Malphine Fogel’s request to Trump was to classify her son as wrongfully detained, if elected president, and to include him in any deal that includes Evan Gershkovitz, a reporter with the Wall Street Journal who was arrested on espionage charges.
“I’m afraid they will leave (Marc) out,” she said. “Nobody talks about him very much.”
Malphine Fogel said her son is currently in a prison hospital, being treated with injections without a translator. He has chronic back pain and underwent knee surgeries, a rotator cuff surgery and a hip replacement before his arrest at the Sheremetyevo Airport on Aug. 14, 2021, for possessing less than an ounce of medical marijuana.
Marc Fogel had taught in international schools around the world and was in his final year of teaching at the Anglo-American School of Moscow when he was arrested and sentenced to 14 years in prison.
“ … I told (Trump) that (Marc) was (arrested) for the same reason as (WNBA player) Brittney Griner, and she got released after 10 months,” Malphine Fogel said. “And we told him we don’t want special treatment — we want (Marc) to be treated the same as Brittney Griner was treated. They were convicted under the same statute.”
Ultimately, Iseman said there was no time to play the recording for the former president due to time constraints. Trump was slated to be on stage at 5 p.m. and began addressing the crowd about an hour later. She said she sent the recording to staffers with the Trump campaign.
Before Trump took the stage, combat veteran and author Sean Parnell, as well as U.S. Senate candidate Dave McCormick, mentioned Fogel in their speeches.

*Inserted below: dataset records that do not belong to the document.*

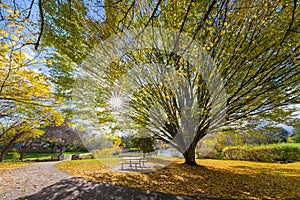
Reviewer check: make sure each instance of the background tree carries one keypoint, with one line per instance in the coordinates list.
(254, 45)
(296, 134)
(27, 101)
(61, 137)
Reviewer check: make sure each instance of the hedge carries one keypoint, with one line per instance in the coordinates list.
(284, 152)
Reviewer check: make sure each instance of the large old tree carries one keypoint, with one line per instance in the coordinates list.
(254, 46)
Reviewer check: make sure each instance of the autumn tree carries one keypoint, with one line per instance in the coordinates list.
(27, 102)
(253, 45)
(254, 59)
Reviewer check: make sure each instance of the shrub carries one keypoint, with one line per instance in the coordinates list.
(265, 153)
(15, 155)
(106, 152)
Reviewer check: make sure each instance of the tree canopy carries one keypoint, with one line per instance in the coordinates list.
(253, 47)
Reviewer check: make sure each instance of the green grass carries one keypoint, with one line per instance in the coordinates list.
(283, 152)
(40, 156)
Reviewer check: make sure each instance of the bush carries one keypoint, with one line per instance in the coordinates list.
(264, 153)
(106, 152)
(15, 155)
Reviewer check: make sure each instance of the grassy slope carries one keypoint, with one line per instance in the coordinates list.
(40, 156)
(214, 178)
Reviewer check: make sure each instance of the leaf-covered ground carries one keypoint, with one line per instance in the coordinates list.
(9, 165)
(214, 178)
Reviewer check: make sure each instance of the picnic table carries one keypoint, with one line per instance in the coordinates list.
(136, 162)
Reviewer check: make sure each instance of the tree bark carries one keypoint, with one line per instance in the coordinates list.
(9, 146)
(189, 155)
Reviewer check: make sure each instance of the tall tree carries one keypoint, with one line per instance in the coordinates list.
(254, 60)
(253, 44)
(27, 102)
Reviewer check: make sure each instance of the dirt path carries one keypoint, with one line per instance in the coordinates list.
(29, 179)
(43, 181)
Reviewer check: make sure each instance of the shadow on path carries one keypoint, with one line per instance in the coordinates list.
(77, 188)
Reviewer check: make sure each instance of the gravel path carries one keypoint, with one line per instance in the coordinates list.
(42, 181)
(29, 179)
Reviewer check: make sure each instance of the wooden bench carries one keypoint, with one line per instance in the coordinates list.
(134, 163)
(57, 157)
(131, 164)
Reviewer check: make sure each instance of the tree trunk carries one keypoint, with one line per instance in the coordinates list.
(8, 147)
(189, 155)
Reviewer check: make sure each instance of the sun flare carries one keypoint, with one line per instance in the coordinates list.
(116, 102)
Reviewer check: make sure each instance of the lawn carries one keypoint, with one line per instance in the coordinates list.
(214, 178)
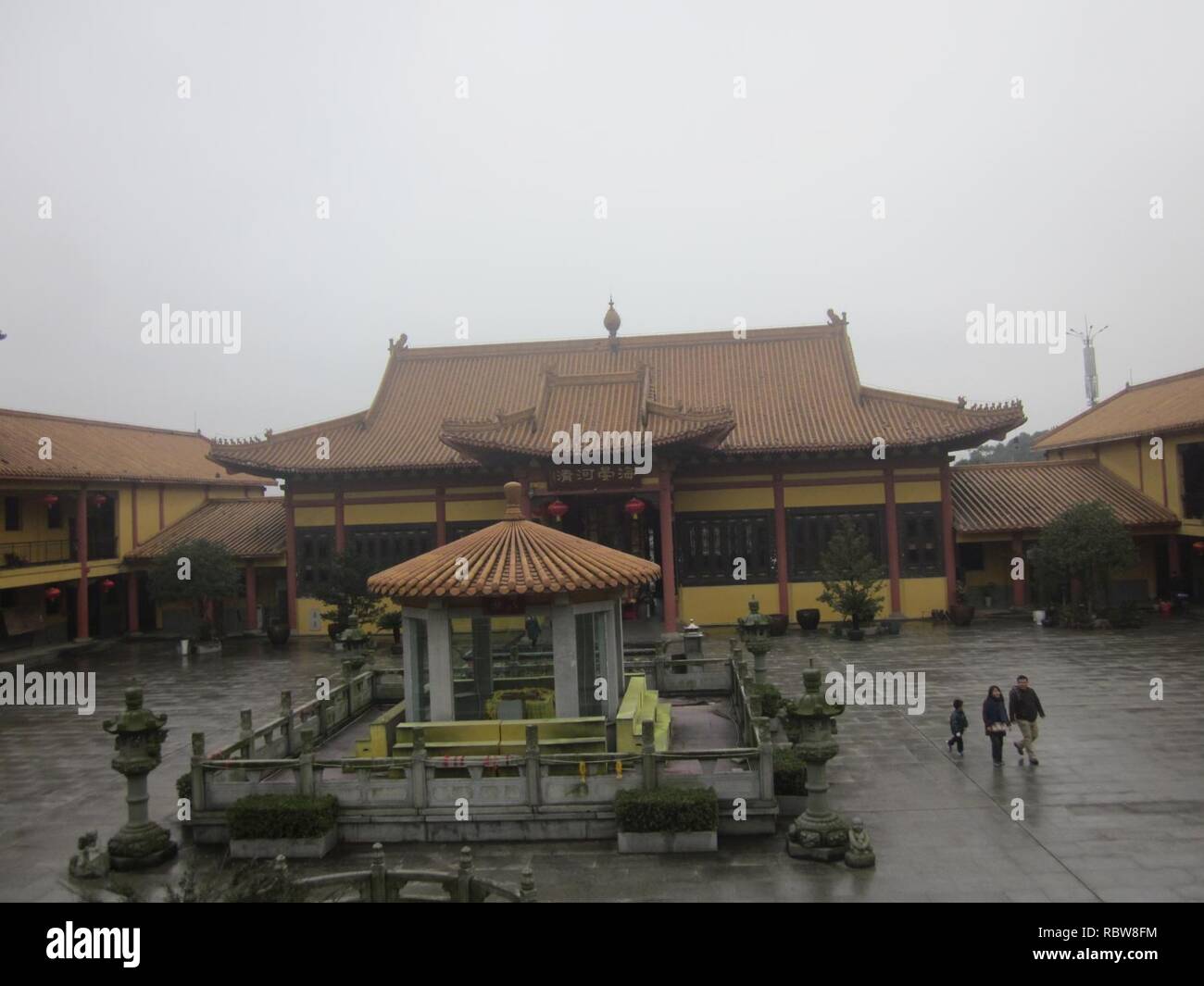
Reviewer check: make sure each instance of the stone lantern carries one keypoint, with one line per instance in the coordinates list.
(819, 833)
(140, 842)
(754, 630)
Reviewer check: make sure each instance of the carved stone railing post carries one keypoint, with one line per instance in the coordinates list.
(533, 765)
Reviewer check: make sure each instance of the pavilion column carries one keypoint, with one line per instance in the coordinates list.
(132, 602)
(1018, 585)
(340, 526)
(947, 533)
(290, 553)
(669, 580)
(252, 602)
(892, 544)
(779, 532)
(438, 649)
(82, 554)
(564, 657)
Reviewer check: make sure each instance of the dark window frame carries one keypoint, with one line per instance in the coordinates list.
(802, 548)
(707, 543)
(925, 514)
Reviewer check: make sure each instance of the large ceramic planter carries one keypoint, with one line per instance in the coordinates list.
(961, 614)
(292, 849)
(669, 842)
(808, 619)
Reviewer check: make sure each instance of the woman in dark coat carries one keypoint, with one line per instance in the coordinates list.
(995, 718)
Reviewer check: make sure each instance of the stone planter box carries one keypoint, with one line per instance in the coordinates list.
(791, 805)
(669, 842)
(292, 849)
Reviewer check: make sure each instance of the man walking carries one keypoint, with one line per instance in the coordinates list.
(1023, 708)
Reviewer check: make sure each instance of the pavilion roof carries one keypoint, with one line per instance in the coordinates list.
(82, 449)
(775, 390)
(1026, 496)
(513, 557)
(1156, 407)
(248, 529)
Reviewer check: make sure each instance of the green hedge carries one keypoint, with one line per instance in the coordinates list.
(789, 772)
(282, 817)
(669, 809)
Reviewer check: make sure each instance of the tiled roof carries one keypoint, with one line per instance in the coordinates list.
(1163, 406)
(786, 389)
(248, 529)
(513, 557)
(608, 401)
(1026, 496)
(99, 450)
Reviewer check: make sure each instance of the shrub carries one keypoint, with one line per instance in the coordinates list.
(789, 772)
(282, 817)
(669, 809)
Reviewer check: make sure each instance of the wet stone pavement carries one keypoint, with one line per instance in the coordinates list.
(1114, 812)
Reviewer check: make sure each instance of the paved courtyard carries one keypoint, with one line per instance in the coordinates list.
(1115, 810)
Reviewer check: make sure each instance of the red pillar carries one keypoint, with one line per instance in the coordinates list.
(82, 553)
(290, 549)
(667, 577)
(779, 532)
(947, 532)
(892, 544)
(252, 602)
(340, 526)
(132, 602)
(1018, 585)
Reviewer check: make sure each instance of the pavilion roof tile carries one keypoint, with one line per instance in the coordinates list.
(104, 452)
(1026, 496)
(513, 557)
(779, 390)
(1156, 407)
(248, 529)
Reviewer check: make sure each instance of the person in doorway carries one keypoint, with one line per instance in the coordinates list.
(1023, 708)
(958, 725)
(995, 718)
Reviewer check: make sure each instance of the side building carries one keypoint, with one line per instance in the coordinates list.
(79, 497)
(759, 447)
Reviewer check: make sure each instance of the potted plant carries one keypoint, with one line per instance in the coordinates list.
(266, 826)
(347, 593)
(808, 619)
(197, 572)
(667, 820)
(789, 781)
(851, 577)
(961, 613)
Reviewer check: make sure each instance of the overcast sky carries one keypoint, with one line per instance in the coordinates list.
(718, 206)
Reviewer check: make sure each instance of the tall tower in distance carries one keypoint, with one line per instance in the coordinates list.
(1090, 378)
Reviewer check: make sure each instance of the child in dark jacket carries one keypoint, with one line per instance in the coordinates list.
(958, 725)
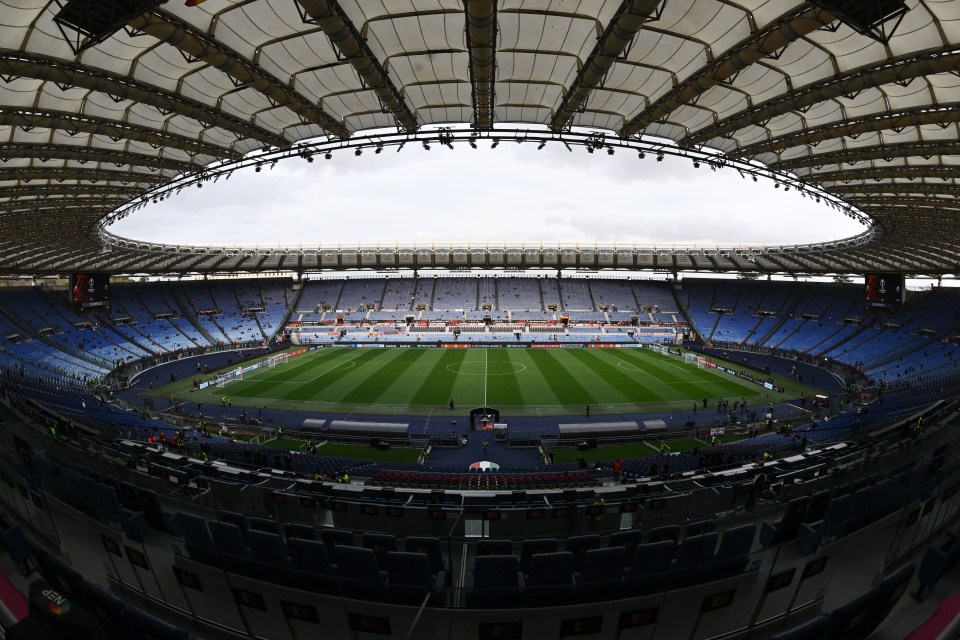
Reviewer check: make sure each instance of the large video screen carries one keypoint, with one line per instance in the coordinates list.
(884, 290)
(90, 291)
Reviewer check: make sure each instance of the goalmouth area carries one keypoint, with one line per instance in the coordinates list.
(525, 381)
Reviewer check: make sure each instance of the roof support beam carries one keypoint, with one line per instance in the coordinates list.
(198, 46)
(943, 115)
(901, 70)
(74, 123)
(615, 39)
(760, 45)
(885, 173)
(481, 17)
(62, 174)
(44, 152)
(890, 204)
(43, 192)
(861, 154)
(24, 65)
(900, 188)
(352, 46)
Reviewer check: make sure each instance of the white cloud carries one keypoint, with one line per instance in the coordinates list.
(511, 194)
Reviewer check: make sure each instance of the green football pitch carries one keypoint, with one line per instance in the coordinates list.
(418, 381)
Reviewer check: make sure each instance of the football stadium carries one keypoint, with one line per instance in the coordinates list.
(479, 439)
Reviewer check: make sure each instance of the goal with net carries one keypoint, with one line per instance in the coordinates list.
(693, 358)
(228, 377)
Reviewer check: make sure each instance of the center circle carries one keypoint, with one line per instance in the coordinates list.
(491, 368)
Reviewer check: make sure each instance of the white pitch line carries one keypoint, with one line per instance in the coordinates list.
(486, 357)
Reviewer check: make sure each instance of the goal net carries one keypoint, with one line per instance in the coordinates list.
(226, 378)
(693, 358)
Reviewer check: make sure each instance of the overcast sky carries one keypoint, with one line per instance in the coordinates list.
(512, 193)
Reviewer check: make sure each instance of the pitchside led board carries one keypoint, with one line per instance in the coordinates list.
(884, 290)
(90, 291)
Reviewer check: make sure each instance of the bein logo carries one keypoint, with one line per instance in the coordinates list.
(59, 604)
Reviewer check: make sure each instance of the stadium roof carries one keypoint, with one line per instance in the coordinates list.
(106, 104)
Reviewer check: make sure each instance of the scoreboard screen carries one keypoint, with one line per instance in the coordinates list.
(90, 291)
(884, 290)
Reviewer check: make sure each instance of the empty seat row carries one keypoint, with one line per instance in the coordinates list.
(545, 576)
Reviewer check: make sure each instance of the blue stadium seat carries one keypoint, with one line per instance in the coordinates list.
(293, 530)
(431, 547)
(650, 568)
(733, 554)
(531, 547)
(580, 545)
(268, 555)
(549, 579)
(495, 581)
(150, 627)
(784, 529)
(228, 539)
(334, 538)
(109, 610)
(693, 556)
(812, 629)
(359, 573)
(666, 532)
(601, 576)
(629, 540)
(381, 544)
(196, 537)
(410, 579)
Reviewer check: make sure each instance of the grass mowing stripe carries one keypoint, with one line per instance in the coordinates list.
(438, 383)
(323, 379)
(373, 386)
(606, 368)
(564, 385)
(263, 385)
(534, 390)
(503, 387)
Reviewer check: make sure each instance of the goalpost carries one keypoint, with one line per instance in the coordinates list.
(229, 377)
(693, 358)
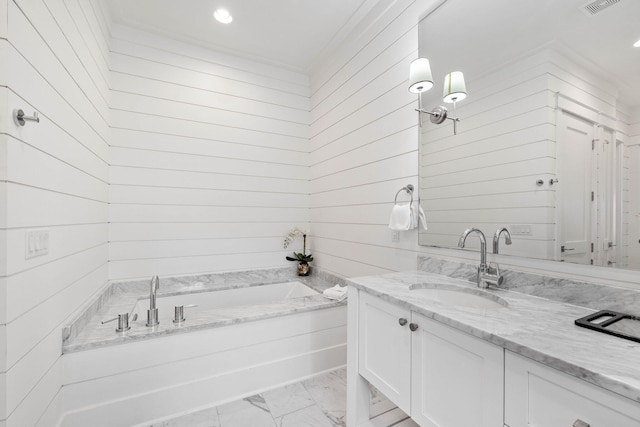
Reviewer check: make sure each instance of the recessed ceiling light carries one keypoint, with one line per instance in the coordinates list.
(223, 15)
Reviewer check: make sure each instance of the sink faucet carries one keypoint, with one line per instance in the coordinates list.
(496, 244)
(496, 238)
(484, 277)
(152, 313)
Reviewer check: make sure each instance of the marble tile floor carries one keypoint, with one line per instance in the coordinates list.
(319, 401)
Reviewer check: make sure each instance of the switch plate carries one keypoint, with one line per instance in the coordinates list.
(520, 230)
(36, 243)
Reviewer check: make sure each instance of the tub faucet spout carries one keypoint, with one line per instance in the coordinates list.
(152, 313)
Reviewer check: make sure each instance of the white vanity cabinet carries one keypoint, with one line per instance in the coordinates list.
(539, 396)
(439, 376)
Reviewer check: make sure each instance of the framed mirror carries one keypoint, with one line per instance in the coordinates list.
(548, 142)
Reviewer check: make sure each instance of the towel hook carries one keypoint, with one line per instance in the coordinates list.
(409, 189)
(20, 118)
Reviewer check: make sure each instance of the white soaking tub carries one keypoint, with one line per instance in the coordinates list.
(241, 339)
(223, 299)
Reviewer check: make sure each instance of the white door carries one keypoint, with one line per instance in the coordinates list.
(457, 378)
(574, 199)
(606, 199)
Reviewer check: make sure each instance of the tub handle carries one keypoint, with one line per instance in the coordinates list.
(179, 312)
(123, 321)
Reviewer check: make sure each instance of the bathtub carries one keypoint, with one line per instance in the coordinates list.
(239, 341)
(205, 300)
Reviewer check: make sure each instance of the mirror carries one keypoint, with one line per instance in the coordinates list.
(548, 142)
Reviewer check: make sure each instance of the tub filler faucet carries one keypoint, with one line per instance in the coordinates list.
(485, 275)
(152, 313)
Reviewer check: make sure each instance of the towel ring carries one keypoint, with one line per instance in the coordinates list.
(408, 189)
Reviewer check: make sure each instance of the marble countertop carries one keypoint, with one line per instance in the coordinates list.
(539, 328)
(121, 297)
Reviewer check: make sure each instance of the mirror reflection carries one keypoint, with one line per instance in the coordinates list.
(548, 142)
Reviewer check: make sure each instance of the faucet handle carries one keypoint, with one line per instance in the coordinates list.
(179, 312)
(152, 317)
(123, 321)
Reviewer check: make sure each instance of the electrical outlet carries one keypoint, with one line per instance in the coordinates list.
(36, 243)
(520, 230)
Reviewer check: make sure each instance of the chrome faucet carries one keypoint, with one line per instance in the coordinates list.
(484, 276)
(496, 245)
(496, 238)
(152, 313)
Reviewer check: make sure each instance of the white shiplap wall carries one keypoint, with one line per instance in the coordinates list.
(209, 159)
(53, 177)
(364, 144)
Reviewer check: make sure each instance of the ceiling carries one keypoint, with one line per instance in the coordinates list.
(293, 34)
(297, 34)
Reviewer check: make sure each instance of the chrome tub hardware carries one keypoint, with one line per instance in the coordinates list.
(152, 313)
(179, 312)
(19, 117)
(123, 321)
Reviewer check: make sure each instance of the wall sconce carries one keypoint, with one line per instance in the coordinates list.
(421, 80)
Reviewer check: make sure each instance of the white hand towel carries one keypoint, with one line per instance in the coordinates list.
(401, 217)
(418, 218)
(337, 293)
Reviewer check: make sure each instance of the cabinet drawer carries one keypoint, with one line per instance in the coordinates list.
(539, 396)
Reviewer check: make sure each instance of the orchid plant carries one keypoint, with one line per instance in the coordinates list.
(301, 257)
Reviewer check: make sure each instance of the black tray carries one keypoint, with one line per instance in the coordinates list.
(613, 323)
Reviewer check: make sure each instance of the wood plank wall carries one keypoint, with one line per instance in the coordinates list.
(209, 159)
(53, 177)
(364, 145)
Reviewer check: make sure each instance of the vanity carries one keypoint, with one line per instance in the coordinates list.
(449, 355)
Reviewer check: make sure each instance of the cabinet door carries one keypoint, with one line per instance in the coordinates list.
(457, 378)
(384, 348)
(539, 396)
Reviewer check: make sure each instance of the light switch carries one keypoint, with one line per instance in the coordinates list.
(520, 230)
(36, 243)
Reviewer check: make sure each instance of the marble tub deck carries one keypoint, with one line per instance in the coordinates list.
(538, 328)
(87, 332)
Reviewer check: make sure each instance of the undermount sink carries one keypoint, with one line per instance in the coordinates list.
(459, 296)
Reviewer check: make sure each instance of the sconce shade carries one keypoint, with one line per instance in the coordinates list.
(420, 78)
(454, 87)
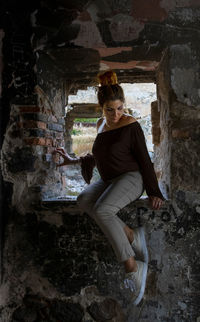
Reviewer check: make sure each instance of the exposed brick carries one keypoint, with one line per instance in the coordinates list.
(49, 149)
(52, 118)
(49, 142)
(61, 121)
(47, 157)
(180, 134)
(63, 180)
(35, 141)
(32, 125)
(38, 141)
(58, 135)
(35, 132)
(55, 127)
(29, 109)
(34, 117)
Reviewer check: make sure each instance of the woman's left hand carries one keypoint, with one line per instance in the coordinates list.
(155, 202)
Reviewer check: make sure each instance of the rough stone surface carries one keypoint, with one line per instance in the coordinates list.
(55, 55)
(44, 248)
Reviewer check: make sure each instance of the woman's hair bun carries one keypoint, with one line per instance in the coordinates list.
(107, 78)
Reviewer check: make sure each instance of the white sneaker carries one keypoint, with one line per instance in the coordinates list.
(139, 244)
(136, 281)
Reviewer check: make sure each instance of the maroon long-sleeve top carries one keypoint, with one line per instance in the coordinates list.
(118, 151)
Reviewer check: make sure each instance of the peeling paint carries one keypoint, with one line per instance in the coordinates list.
(125, 28)
(89, 35)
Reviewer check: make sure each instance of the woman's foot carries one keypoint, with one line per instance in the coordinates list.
(139, 244)
(136, 281)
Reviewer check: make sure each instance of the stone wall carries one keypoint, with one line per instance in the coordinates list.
(64, 267)
(50, 254)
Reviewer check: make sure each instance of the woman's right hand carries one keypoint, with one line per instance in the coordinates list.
(64, 155)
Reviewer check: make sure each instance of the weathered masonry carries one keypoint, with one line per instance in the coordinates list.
(55, 264)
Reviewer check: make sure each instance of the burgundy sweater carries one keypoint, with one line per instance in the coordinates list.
(118, 151)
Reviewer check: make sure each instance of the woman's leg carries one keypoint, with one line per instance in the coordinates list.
(88, 197)
(121, 191)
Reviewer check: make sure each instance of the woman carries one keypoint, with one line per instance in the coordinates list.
(120, 154)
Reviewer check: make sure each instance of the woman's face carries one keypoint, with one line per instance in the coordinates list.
(113, 110)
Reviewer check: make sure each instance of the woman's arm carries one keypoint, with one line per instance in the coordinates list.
(139, 148)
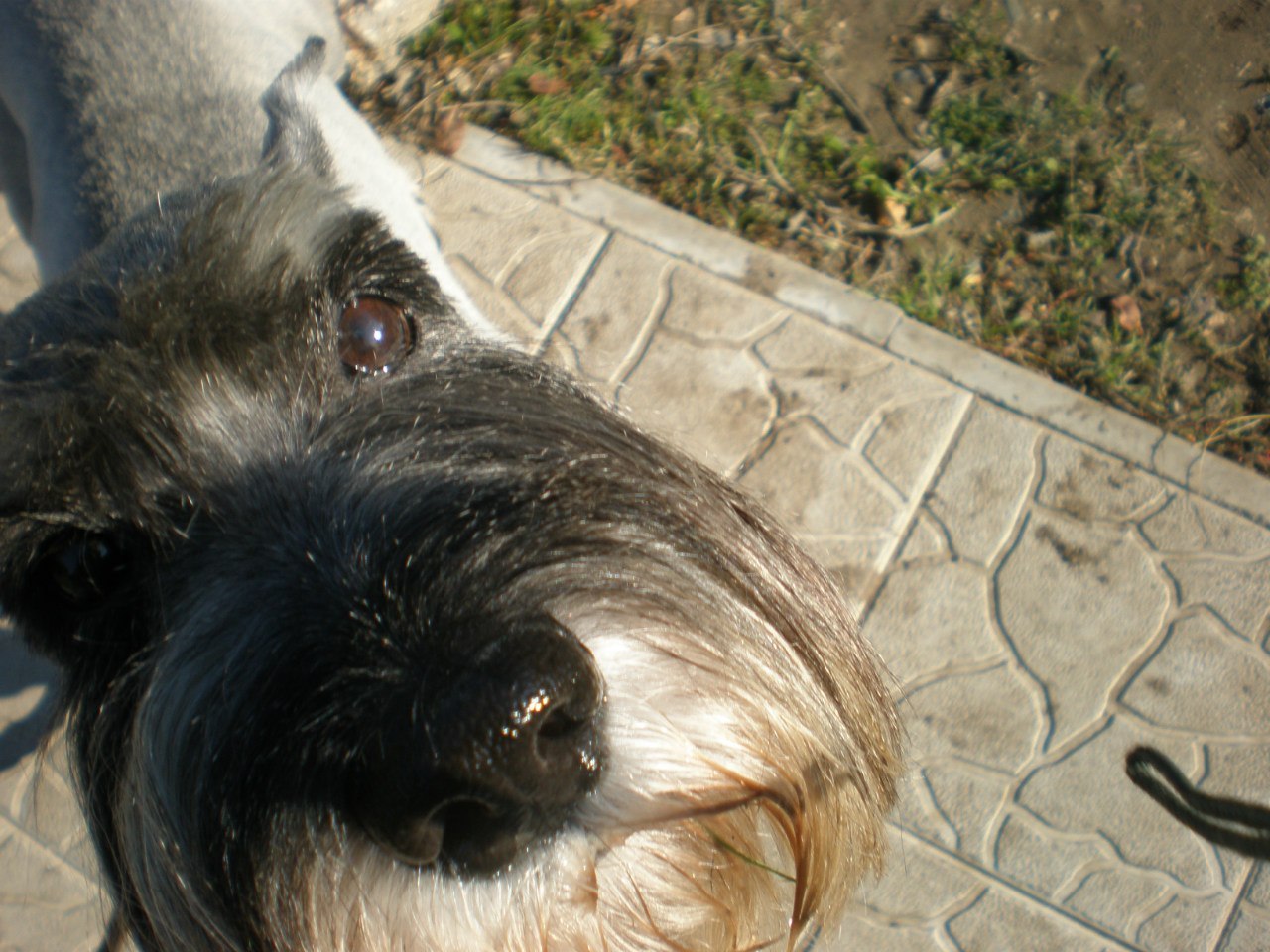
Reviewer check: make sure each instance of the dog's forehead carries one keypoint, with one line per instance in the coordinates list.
(208, 302)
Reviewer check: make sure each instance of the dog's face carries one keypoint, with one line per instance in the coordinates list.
(376, 636)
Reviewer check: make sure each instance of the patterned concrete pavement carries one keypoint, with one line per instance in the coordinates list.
(1049, 580)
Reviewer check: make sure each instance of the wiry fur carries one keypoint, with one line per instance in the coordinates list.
(304, 560)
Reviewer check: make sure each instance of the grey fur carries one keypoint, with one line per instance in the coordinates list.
(405, 645)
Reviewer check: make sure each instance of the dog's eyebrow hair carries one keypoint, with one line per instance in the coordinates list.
(449, 657)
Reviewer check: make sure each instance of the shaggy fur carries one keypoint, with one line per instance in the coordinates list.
(426, 652)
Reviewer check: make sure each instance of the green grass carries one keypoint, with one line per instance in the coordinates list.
(1075, 198)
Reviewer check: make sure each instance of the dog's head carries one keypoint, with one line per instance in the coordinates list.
(379, 636)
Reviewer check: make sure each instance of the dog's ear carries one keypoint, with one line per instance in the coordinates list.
(294, 136)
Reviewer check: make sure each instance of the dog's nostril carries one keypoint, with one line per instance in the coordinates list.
(493, 761)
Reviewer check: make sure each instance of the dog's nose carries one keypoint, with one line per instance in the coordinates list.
(492, 762)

Malphine Fogel has previously said she has not heard about her son from either the U.S. State Department or President Joe Biden, who has previously called for the release of other American nationals detained in Russia, despite the family’s pleas to the president.
When the gunshots rang about six minutes into Trump’s speech, Malphine Fogel’s first thoughts jumped to fireworks.
“I didn’t realize what was going on,” she said. “I thought they were firecrackers. I thought, how stupid for someone to bring a firecracker to a rally. Then we realized they were gunshots, and people got down.”
Sitting in the first row at ground level next to Iseman and Christine Toretti, a Republican National Committee member, Malphine Fogel said she saw Trump’s right ear bleed.
She said she remembers the scene in slow motion: she turned around to see people pointing and saw blood. Iseman said she was unsure if the shooter had been behind her and had been tackled or if there was a second shooter. The man on the ground would later be identified as Corey Comperatore.
Malphine Fogel said Parnell, McCormick, Rep. Mike Kelly, R-16th, and Rep. Dan Meuser, R-9th, rushed over to help her, Toretti and Iseman take cover.
“They actually tried to protect us,” she said. “They yelled, ‘Get down, get down.’ They were really exposed. I didn’t realize how much nerve that must have taken with a man killed about 20 to 25 feet behind us.”
Later, Iseman said that as McCormick and Kelly were told to leave by security, they refused, instead choosing to accompany the women out of the farm show grounds.
“They said, ‘We can’t leave Mrs. Fogel,’” Iseman said. “They wouldn’t leave.”
The entire way to her car, Malphine Fogel said Kelly didn’t leave her side, walking her from the grounds to the parking lot. As they walked away from the scene, the congressman came across an empty wheelchair, wheeling her the rest of the way, she said.
“It was surreal,” Malphine Fogel said about the shooting. “It takes a while to sink in. It was an unbelievable experience. Thinking back, it’s even more gripping than when you are going through it.”
“It’s sort of unreal, I suppose,” she said. “The longer that (time) goes on, the easier it is to think about it. I don’t like thinking about it. I’m disappointed it happened, and I’m disappointed it happened in our city.”